"Um Barco atracado ao cais é sempre um sonho preso"

quarta-feira, março 07, 2007

Entrevista a Paula Cristina Lucas da Silva





A entrevista que se divulga hoje neste blogue, foi realizada em Alpedrinha em finais de Novembro de 2006 e publicada já este ano, no Jornal do Fundão. Volto a apresentá-la, agora neste formato, porque recebi há poucas horas o projecto de livro que a Paula prometeu em Alpedrinha, durante o Encontro de Poetas e que no preâmbulo da conversa revelamos. As imagens têm a ver com o título do livro, cujo segredo não revelamos. Sabemos apenas que vai ser um reencontro da autora com a sua terra, as suas gentes, o verde e o granito, muito intenso. E que embora todos nós passemos por este mundo, caminhando para a partida, a palavra e a montanha ficarão.

A POESIA SURGIU COMO UMA ESPÉCIE DE CHAMAMENTO E PASSOU A FAZER PARTE DA MINHA VIDA

Paula Cristina Lucas da Silva nasceu em Alpedrinha, em 1966. Filha e neta de alpetrinienses, foi naquela vila que casou.

Estudou no Externato Santiago de Carvalho, fez o Ensino Secundário na então vila do Fundão (hoje cidade).

Aos 17 anos saiu de Alpedrinha para se licenciar em filosofia, na Universidade Nova de Lisboa. É professora do Ensino Secundário há mais de dezassete anos.

Foi colaboradora activa da “Informação” da Liga dos Amigos de Alpedrinha, desde os 14 anos, onde publicou desde poemas a entrevistas e artigos de opinião.

Já escreveu prefácios para livros do poeta Luís Maçarico (que hoje a entrevista para o JF) do qual apresentou algumas obras de poesia.
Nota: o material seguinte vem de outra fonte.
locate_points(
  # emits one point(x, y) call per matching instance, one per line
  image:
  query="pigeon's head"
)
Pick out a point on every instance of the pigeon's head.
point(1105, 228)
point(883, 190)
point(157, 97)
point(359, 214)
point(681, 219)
Dirige o jornal escolar “Atitudes” há mais de seis anos, onde estão publicados os mais variados textos.

Reside no Cacém.

O seu primeiro livro de poesia aparecerá durante o próximo ano.

-Quando é que a Poesia surge na tua vida?

-Surge na pré-adolescência, por influência da leitura da literatura da escola, digamos que foi assim uma espécie de chamamento, por identificações e passou a fazer parte da minha vida.

-Tiveste algum professor que te marcasse, em termos de Literatura?

-Tive uma professora de português e em termos do re-escrever, do cinzelar foi mais da parte do dr. Fernando Paulouro, como professor de Jornalismo.

-Como eram os primeiros poemas?

-Tenho a ideia de uns sonetos que neste momento não faço a mínima ideia onde é que andam. Sei que um deles foi publicado na Informação da Liga dos Amigos de Alpedrinha e na altura já tinham a ver com Alpedrinha. A partir daí passaram a conviver poemas sobre Alpedrinha e os intimistas, sentimentais...

- No VIII Encontro de Poetas em Alpedrinha, no passado dia 18 de Novembro, disseste pela primeira vez poesia tua na terra que te viu nascer. Quando começaram a surgir aqueles versos?

-Embora seja um conjunto, são muito dispersos em termos temporais, porque estavam ali poemas escritos de 93-94 até 2006.

-Escreveste na Informação*...como reagiam os leitores?

-Na altura em que eu escrevia na Informação tinha sempre um feed-back muito carinhoso por parte das pessoas, nomeadamente nas crónicas que se transformavam em prosa poética...Como exemplo: a entrevista que fiz à pessoa na altura mais velha de Alpedrinha, a dona Auzenda...tive o prazer de entrevistar o Fernando Namora.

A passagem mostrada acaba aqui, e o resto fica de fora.